Sellers believes that the work Pruitt completed in that case is a task that lasts forever in the law profession.

“Lisa was really acting on behalf of myself as the legal advisor for gender to undertake some preliminary investigative work,” Sellers said. “She did the work, did it professionally enough that you can see the result down the line [and] allowed us to really consolidate some of our investigative leads and witness leads.”

Pruitt said that without her education, the drive to vindicate the witnesses of the Akayesu case would not have led to any further developments in the case.

“I did what lawyers do; I applied the law to the facts. Maybe I went a little bit beyond that in my advocacy in taking the women seriously,” Pruitt said. “I’m proudest that I took the women seriously when no one else was.”

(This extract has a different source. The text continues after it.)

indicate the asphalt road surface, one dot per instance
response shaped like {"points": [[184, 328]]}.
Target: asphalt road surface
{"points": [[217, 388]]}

The witnesses, depicted as HH, JJ and OO in “The Uncondemned,” made major contributions to the story. Guided by their social worker and an NGO activist, the women testified against Akayesu and took the spotlight alongside Pruitt in the documentary.

“It’s never easy for victims of crime to get up and tell their stories, [and] by the time we were in Rwanda and meeting the women, I held them in much higher regard than I might have even thought to do so before seeing the film,” Pruitt said. “They are just absolutely the ultimate heroes of this [story].”

Mitchell agrees that recognizing the witnesses’ bravery is of the utmost importance, but she also considers how vital the role Pruitt played was in the success of this never-before-told story.

“One of the things [about] Lisa’s storyline [is] that it [is] about redemption, and about that moment when you become yourself again,” Mitchell said. “[The witnesses] are not [just] ‘women who were sexually terrorized during this genocide — they’re people who changed history. There is no single hero, but [the] Lisa Pruitt [story] is the soul of the film.”